(* ========================================================================= *)
(*                                                                           *)
(* * Logica del primo ordine                                                 *)
(*                                                                           *)
(* ========================================================================= *)

(* ------------------------------------------------------------------------- *)
(* Notazioni:                                                                *)
(*                                                                           *)
(*   X : Set               X e' un insieme                                   *)
(*   P : X -> Prop         P e' un predicato su X                            *)
(*   P : X -> Y -> Prop    P e' una relazione binaria su X e Y               *)
(*   P x                   x verifica il predicato P                         *)
(*                                                                           *)
(*   forall x : X, ...     comunque preso x in X ...                         *)
(*   exists x : X, ...     esiste x in X tale che ...                        *)
(* ------------------------------------------------------------------------- *)
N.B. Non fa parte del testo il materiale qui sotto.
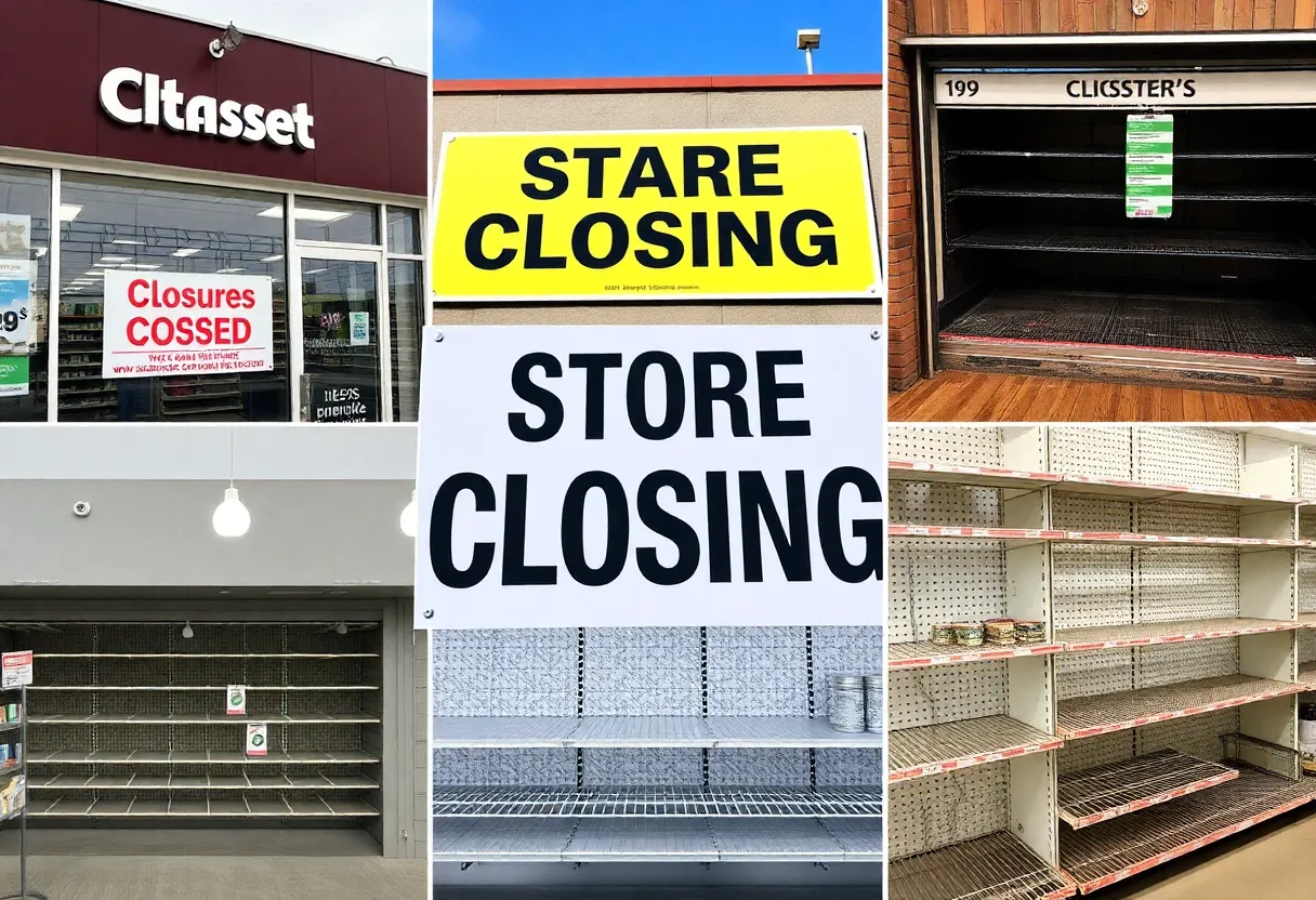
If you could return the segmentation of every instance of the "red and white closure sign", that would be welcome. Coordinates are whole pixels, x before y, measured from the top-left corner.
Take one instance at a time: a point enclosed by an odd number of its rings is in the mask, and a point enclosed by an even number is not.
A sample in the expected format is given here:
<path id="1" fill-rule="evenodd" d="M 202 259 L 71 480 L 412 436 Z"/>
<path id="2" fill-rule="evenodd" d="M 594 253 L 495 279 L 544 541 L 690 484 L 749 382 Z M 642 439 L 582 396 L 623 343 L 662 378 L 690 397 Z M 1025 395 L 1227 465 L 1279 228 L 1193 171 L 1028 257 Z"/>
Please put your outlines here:
<path id="1" fill-rule="evenodd" d="M 0 688 L 32 684 L 32 650 L 0 654 Z"/>
<path id="2" fill-rule="evenodd" d="M 274 368 L 267 275 L 105 271 L 101 378 Z"/>

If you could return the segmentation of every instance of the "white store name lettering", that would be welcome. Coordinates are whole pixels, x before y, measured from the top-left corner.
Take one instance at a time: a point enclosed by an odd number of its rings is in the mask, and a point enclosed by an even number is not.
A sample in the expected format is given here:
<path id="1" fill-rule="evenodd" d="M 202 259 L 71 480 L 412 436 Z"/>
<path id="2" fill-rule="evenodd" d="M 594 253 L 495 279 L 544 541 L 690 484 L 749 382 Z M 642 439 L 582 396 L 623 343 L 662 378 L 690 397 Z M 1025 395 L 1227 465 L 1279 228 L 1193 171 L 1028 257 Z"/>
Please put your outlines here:
<path id="1" fill-rule="evenodd" d="M 130 89 L 134 100 L 121 93 Z M 216 100 L 197 93 L 187 96 L 175 79 L 161 80 L 154 72 L 118 67 L 100 79 L 100 107 L 124 125 L 163 125 L 171 132 L 236 138 L 247 143 L 268 141 L 279 147 L 315 150 L 311 129 L 316 124 L 311 108 L 299 103 L 292 109 L 266 109 L 238 100 Z"/>

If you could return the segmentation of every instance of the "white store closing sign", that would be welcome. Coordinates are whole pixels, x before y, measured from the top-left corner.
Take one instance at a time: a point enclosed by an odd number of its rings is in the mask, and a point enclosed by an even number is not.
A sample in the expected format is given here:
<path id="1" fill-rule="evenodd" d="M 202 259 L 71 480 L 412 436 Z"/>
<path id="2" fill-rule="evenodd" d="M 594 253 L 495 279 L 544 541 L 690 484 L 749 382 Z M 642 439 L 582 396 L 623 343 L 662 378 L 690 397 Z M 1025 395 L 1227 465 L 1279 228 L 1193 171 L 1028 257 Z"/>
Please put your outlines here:
<path id="1" fill-rule="evenodd" d="M 417 628 L 880 625 L 882 338 L 428 328 Z"/>

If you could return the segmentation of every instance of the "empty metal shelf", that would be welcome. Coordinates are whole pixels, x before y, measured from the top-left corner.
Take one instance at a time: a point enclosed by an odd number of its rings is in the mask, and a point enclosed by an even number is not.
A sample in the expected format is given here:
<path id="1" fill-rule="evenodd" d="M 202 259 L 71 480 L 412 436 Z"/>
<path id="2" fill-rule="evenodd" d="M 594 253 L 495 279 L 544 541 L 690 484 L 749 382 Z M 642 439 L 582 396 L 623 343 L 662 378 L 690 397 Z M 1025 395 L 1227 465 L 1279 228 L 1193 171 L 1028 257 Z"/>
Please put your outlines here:
<path id="1" fill-rule="evenodd" d="M 1236 778 L 1237 768 L 1159 750 L 1061 775 L 1059 816 L 1071 828 L 1087 828 Z"/>
<path id="2" fill-rule="evenodd" d="M 879 774 L 880 778 L 880 774 Z M 873 788 L 684 787 L 437 787 L 436 818 L 683 818 L 870 817 L 882 814 Z"/>
<path id="3" fill-rule="evenodd" d="M 434 862 L 875 863 L 882 858 L 880 818 L 434 821 Z"/>
<path id="4" fill-rule="evenodd" d="M 1116 253 L 1228 259 L 1316 259 L 1296 236 L 1245 232 L 1173 232 L 1140 228 L 1037 228 L 996 225 L 951 238 L 953 249 Z"/>

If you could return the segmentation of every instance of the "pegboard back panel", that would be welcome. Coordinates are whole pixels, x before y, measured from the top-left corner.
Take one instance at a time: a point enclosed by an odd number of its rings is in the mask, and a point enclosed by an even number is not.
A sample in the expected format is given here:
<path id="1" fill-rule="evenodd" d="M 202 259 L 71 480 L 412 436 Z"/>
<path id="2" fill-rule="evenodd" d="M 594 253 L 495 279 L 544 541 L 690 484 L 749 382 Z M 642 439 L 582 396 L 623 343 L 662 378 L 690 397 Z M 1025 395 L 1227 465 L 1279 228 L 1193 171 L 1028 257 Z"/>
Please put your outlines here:
<path id="1" fill-rule="evenodd" d="M 1154 547 L 1136 551 L 1138 621 L 1238 616 L 1238 551 Z"/>
<path id="2" fill-rule="evenodd" d="M 891 542 L 887 625 L 892 643 L 926 641 L 934 624 L 1005 614 L 1005 549 L 1000 541 Z"/>
<path id="3" fill-rule="evenodd" d="M 894 482 L 891 521 L 920 525 L 1000 525 L 1000 491 L 963 484 Z"/>
<path id="4" fill-rule="evenodd" d="M 1128 426 L 1051 426 L 1046 442 L 1053 472 L 1133 479 L 1133 436 Z"/>
<path id="5" fill-rule="evenodd" d="M 1316 500 L 1316 447 L 1298 447 L 1299 496 Z"/>
<path id="6" fill-rule="evenodd" d="M 1138 755 L 1173 749 L 1198 759 L 1219 762 L 1221 734 L 1238 730 L 1238 711 L 1223 709 L 1134 729 Z"/>
<path id="7" fill-rule="evenodd" d="M 903 859 L 1009 828 L 1009 763 L 898 782 L 887 799 L 887 857 Z"/>
<path id="8" fill-rule="evenodd" d="M 1133 688 L 1133 650 L 1128 647 L 1092 653 L 1062 653 L 1055 657 L 1055 697 L 1058 700 L 1132 691 Z"/>
<path id="9" fill-rule="evenodd" d="M 1158 643 L 1136 647 L 1133 655 L 1140 688 L 1238 674 L 1238 638 Z"/>
<path id="10" fill-rule="evenodd" d="M 992 426 L 892 425 L 887 458 L 948 466 L 1000 466 L 1001 433 Z"/>
<path id="11" fill-rule="evenodd" d="M 1238 491 L 1242 436 L 1213 428 L 1133 428 L 1133 479 Z"/>
<path id="12" fill-rule="evenodd" d="M 1128 547 L 1051 547 L 1051 617 L 1055 628 L 1098 628 L 1133 621 L 1133 551 Z"/>
<path id="13" fill-rule="evenodd" d="M 436 716 L 575 716 L 576 632 L 432 633 Z"/>
<path id="14" fill-rule="evenodd" d="M 888 728 L 941 725 L 1009 712 L 1004 661 L 887 674 Z"/>
<path id="15" fill-rule="evenodd" d="M 1094 766 L 1123 762 L 1133 758 L 1136 747 L 1133 732 L 1115 732 L 1070 741 L 1055 751 L 1055 767 L 1061 775 L 1069 775 Z"/>

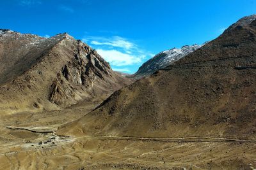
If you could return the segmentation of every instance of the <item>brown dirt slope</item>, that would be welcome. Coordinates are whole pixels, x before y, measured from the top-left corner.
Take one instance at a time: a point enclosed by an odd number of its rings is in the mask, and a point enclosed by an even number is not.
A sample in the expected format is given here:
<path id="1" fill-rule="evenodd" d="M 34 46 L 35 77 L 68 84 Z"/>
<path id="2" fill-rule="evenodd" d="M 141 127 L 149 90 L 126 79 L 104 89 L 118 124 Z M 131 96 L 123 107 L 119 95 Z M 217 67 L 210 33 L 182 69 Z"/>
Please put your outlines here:
<path id="1" fill-rule="evenodd" d="M 115 92 L 65 135 L 256 138 L 256 15 Z"/>
<path id="2" fill-rule="evenodd" d="M 0 113 L 60 109 L 129 81 L 66 33 L 46 39 L 0 31 Z"/>

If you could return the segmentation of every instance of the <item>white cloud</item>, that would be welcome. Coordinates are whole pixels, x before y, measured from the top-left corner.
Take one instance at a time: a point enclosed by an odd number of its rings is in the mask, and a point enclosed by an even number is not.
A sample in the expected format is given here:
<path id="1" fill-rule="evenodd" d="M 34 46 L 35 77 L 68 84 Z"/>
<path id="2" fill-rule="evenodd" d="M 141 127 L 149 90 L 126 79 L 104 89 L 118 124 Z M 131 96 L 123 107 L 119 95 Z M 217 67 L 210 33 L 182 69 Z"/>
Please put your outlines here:
<path id="1" fill-rule="evenodd" d="M 124 66 L 141 62 L 145 55 L 136 56 L 121 52 L 116 50 L 97 49 L 97 52 L 111 65 Z"/>
<path id="2" fill-rule="evenodd" d="M 127 73 L 131 73 L 131 70 L 129 70 L 127 68 L 116 68 L 116 67 L 113 67 L 113 70 L 116 71 L 120 71 L 120 72 L 127 72 Z"/>
<path id="3" fill-rule="evenodd" d="M 19 4 L 22 6 L 31 6 L 33 4 L 40 4 L 42 1 L 40 0 L 22 0 L 19 1 Z"/>
<path id="4" fill-rule="evenodd" d="M 223 33 L 224 31 L 225 31 L 226 29 L 227 29 L 227 28 L 225 28 L 225 27 L 223 27 L 223 28 L 219 29 L 218 30 L 218 34 L 222 34 L 222 33 Z"/>
<path id="5" fill-rule="evenodd" d="M 118 47 L 125 50 L 134 49 L 137 46 L 132 42 L 120 36 L 110 38 L 88 36 L 83 41 L 95 45 L 106 45 L 109 46 Z"/>
<path id="6" fill-rule="evenodd" d="M 59 6 L 59 8 L 61 10 L 63 10 L 63 11 L 67 11 L 67 12 L 69 12 L 69 13 L 74 13 L 74 10 L 72 8 L 71 8 L 70 7 L 67 6 L 60 5 Z"/>

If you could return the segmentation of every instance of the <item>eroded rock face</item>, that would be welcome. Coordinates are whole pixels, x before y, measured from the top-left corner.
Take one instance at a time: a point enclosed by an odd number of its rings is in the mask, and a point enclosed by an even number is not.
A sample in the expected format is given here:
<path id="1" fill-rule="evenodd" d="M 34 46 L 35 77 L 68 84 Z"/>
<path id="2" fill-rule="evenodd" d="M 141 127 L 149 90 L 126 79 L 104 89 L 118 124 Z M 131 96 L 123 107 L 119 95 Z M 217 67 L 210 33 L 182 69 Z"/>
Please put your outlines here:
<path id="1" fill-rule="evenodd" d="M 201 45 L 185 45 L 181 48 L 173 48 L 169 50 L 161 52 L 143 63 L 140 67 L 138 71 L 130 76 L 139 79 L 142 77 L 150 76 L 157 70 L 177 61 L 201 46 Z"/>
<path id="2" fill-rule="evenodd" d="M 58 132 L 255 139 L 256 17 L 252 17 L 115 92 Z"/>

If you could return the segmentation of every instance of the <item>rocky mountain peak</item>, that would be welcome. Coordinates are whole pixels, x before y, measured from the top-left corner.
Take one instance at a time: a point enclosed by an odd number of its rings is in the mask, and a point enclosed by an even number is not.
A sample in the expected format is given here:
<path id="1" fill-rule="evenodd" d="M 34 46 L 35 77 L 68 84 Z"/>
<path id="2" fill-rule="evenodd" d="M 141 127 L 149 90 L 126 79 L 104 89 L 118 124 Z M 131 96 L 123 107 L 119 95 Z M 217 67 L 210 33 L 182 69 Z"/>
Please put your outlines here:
<path id="1" fill-rule="evenodd" d="M 237 22 L 230 26 L 227 31 L 230 31 L 237 27 L 248 27 L 256 20 L 256 14 L 241 18 Z"/>
<path id="2" fill-rule="evenodd" d="M 150 75 L 159 69 L 165 67 L 188 54 L 201 47 L 201 45 L 184 45 L 181 48 L 173 48 L 156 55 L 145 62 L 139 70 L 132 76 L 136 78 Z"/>

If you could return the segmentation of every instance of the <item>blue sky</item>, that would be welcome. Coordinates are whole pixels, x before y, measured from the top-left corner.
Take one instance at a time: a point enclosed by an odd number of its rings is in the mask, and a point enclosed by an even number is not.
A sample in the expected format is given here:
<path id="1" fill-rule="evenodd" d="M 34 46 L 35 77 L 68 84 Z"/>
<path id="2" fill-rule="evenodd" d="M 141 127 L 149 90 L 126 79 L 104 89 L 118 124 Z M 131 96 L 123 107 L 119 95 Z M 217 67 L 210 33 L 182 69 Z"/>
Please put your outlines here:
<path id="1" fill-rule="evenodd" d="M 212 40 L 253 13 L 256 0 L 0 0 L 0 28 L 67 32 L 132 73 L 154 54 Z"/>

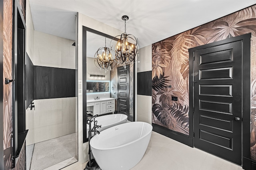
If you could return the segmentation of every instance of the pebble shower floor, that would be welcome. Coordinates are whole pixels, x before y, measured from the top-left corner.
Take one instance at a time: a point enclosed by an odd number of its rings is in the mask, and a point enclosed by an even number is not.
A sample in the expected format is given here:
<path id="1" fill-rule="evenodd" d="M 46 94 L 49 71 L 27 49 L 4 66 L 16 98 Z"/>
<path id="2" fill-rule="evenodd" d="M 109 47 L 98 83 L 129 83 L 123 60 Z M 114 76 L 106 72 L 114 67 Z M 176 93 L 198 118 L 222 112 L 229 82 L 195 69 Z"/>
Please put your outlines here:
<path id="1" fill-rule="evenodd" d="M 27 146 L 26 170 L 42 170 L 77 157 L 76 136 L 74 133 Z"/>

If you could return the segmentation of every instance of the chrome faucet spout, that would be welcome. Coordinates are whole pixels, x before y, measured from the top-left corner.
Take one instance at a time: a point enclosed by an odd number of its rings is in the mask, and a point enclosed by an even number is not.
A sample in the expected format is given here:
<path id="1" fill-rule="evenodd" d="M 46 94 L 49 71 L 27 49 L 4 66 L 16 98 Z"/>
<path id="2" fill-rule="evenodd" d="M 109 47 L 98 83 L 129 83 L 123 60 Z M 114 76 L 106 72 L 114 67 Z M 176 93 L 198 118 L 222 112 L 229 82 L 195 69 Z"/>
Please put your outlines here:
<path id="1" fill-rule="evenodd" d="M 96 130 L 91 130 L 90 131 L 91 132 L 95 132 L 96 133 L 98 133 L 98 134 L 100 134 L 100 132 L 98 131 L 97 131 Z"/>

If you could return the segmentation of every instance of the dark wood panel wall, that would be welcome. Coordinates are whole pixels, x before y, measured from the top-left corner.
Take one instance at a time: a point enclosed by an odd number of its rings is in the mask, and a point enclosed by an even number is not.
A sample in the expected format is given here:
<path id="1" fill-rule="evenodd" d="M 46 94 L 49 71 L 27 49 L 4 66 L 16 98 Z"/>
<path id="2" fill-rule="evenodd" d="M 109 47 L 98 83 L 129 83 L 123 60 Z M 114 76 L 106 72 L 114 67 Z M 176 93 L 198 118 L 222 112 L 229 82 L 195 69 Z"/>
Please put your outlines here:
<path id="1" fill-rule="evenodd" d="M 75 97 L 75 70 L 34 66 L 34 99 Z"/>
<path id="2" fill-rule="evenodd" d="M 34 64 L 27 53 L 26 56 L 26 109 L 34 100 Z"/>
<path id="3" fill-rule="evenodd" d="M 152 96 L 152 71 L 138 73 L 138 94 Z"/>

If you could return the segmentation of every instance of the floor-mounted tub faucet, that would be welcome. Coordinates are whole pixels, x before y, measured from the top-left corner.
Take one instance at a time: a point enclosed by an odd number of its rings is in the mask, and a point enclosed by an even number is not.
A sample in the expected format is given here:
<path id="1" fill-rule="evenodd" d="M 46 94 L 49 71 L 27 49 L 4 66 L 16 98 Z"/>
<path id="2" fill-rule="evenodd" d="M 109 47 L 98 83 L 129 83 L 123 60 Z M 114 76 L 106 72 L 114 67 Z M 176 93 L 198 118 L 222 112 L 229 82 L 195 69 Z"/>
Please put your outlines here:
<path id="1" fill-rule="evenodd" d="M 92 132 L 95 132 L 98 133 L 98 134 L 100 134 L 100 132 L 96 130 L 92 130 L 90 131 Z"/>

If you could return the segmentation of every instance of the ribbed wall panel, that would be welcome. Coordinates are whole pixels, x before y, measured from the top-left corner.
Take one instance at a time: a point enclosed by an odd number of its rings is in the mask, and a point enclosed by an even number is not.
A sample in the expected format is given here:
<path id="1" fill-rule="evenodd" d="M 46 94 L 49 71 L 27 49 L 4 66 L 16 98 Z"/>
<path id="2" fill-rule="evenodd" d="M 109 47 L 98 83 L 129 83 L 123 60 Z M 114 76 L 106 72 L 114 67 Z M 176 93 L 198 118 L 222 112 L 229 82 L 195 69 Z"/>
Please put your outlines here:
<path id="1" fill-rule="evenodd" d="M 28 54 L 26 54 L 26 108 L 34 100 L 34 64 Z"/>
<path id="2" fill-rule="evenodd" d="M 35 66 L 35 99 L 75 96 L 75 70 Z"/>

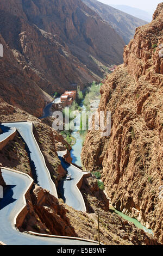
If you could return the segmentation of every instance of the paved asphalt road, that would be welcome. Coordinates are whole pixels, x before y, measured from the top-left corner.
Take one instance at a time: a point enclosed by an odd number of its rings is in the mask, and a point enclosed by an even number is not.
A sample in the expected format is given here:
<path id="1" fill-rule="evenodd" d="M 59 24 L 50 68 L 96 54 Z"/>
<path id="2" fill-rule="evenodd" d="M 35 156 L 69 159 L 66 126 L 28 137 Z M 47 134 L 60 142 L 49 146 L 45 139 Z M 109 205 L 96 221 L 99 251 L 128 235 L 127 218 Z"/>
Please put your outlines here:
<path id="1" fill-rule="evenodd" d="M 66 180 L 65 178 L 60 183 L 59 193 L 68 205 L 76 210 L 85 211 L 83 196 L 76 185 L 82 178 L 83 173 L 73 165 L 66 163 L 61 157 L 59 159 L 64 168 L 71 175 L 71 180 Z"/>
<path id="2" fill-rule="evenodd" d="M 21 233 L 14 227 L 14 218 L 23 204 L 21 195 L 30 184 L 22 174 L 2 169 L 8 185 L 4 198 L 0 200 L 0 241 L 8 245 L 95 245 L 92 242 L 61 238 L 33 236 Z"/>
<path id="3" fill-rule="evenodd" d="M 44 164 L 42 155 L 34 139 L 31 132 L 31 126 L 32 124 L 30 122 L 22 122 L 2 123 L 2 125 L 0 125 L 0 127 L 5 132 L 5 133 L 8 134 L 8 136 L 11 131 L 8 130 L 8 127 L 14 128 L 15 127 L 16 128 L 28 148 L 27 149 L 30 158 L 34 182 L 43 188 L 48 190 L 52 194 L 56 196 L 55 186 L 50 179 L 48 170 Z M 4 129 L 4 127 L 6 128 L 5 130 Z"/>
<path id="4" fill-rule="evenodd" d="M 13 133 L 13 132 L 14 132 L 14 128 L 10 128 L 1 125 L 0 128 L 1 128 L 3 131 L 3 133 L 0 134 L 0 141 L 2 141 L 4 139 L 6 139 L 6 138 L 7 138 L 9 135 Z"/>
<path id="5" fill-rule="evenodd" d="M 32 135 L 31 125 L 29 122 L 2 123 L 0 127 L 4 133 L 1 135 L 0 139 L 4 139 L 13 132 L 14 127 L 17 129 L 28 145 L 30 162 L 33 163 L 34 171 L 36 174 L 35 178 L 37 180 L 37 183 L 54 194 L 54 184 L 48 178 L 42 156 Z M 62 159 L 61 160 L 64 168 L 69 172 L 72 177 L 71 181 L 65 181 L 64 182 L 64 194 L 66 202 L 74 209 L 84 211 L 82 194 L 76 186 L 83 173 L 76 167 L 66 163 Z M 22 194 L 30 184 L 31 181 L 28 176 L 10 170 L 2 169 L 2 172 L 7 188 L 5 190 L 3 198 L 0 200 L 0 241 L 8 245 L 95 245 L 92 242 L 74 239 L 39 237 L 20 233 L 14 226 L 14 217 L 24 205 Z"/>

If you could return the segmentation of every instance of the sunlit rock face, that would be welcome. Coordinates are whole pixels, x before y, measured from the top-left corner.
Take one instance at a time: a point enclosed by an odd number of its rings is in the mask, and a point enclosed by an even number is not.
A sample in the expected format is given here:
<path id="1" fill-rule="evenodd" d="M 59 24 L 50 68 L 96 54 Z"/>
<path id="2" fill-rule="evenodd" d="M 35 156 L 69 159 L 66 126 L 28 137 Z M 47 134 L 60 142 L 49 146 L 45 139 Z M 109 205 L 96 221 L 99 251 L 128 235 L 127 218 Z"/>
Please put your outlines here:
<path id="1" fill-rule="evenodd" d="M 99 170 L 117 209 L 137 218 L 163 242 L 163 4 L 124 48 L 124 64 L 104 81 L 99 111 L 111 112 L 111 132 L 90 131 L 82 159 Z"/>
Lemma fol1 : forall (X : Set) (P Q : X -> Prop),
  (forall x : X, P x -> Q x) ->
  (exists x : X, P x) ->
  (exists x : X, Q x).
intros.
destruct H0.     (* Distrugge l'ipotesi "exists x : X, P X"                  *)
exists x.
apply H.
apply H0.
Qed.

Lemma fol2 : forall (X : Set) (P : X -> Prop),
  (forall x, ~ P x) -> (~ exists x, P x).
(* Tauto non e' capace di dimostrare enunciati del primo ordine.             *)
(* tauto.                                                                    *)
(*   ==> User error: Tauto failed                                            *)
intros.
unfold not.
intros.
destruct H0.     (* Distrugge l'ipotesi "exists x : X, P X"                  *)
unfold not in H.
Check (H x).     (* H x : P x -> False                                       *)
apply (H x).     (* Utilizza H applicato a x                                 *)
apply H0.
Qed.

Lemma fol3 : forall (X : Set) (P : X -> Prop),
  (exists x, ~ P x) -> (~ forall x, P x).
intros.
unfold not.
intros.
destruct H.      (* Distrugge l'ipotesi "exists".                            *)
unfold not in H.
apply H.
apply H0.
Qed.

(* Esercizio *)
Lemma fol4 : forall (X : Set) (P : X -> Prop),
  (~ exists x, P x) -> (forall x, ~ P x).

Qed.


(* ------------------------------------------------------------------------- *)
(* ** Relazioni binarie                                                      *)
(* ------------------------------------------------------------------------- *)

Lemma fol5 : forall (X Y : Set) (P : X -> Y -> Prop),
  (exists y, forall x, P x y) ->
  (forall x, exists y, P x y).
intros.
destruct H.
exists x0.
apply H.
Qed.

(* Esercizio* *)
Lemma fol6 : forall (X Y : Set) (P : X -> Y -> Prop),
  (exists y, exists x, P x y) ->
  (exists x, exists y, P x y).

Qed.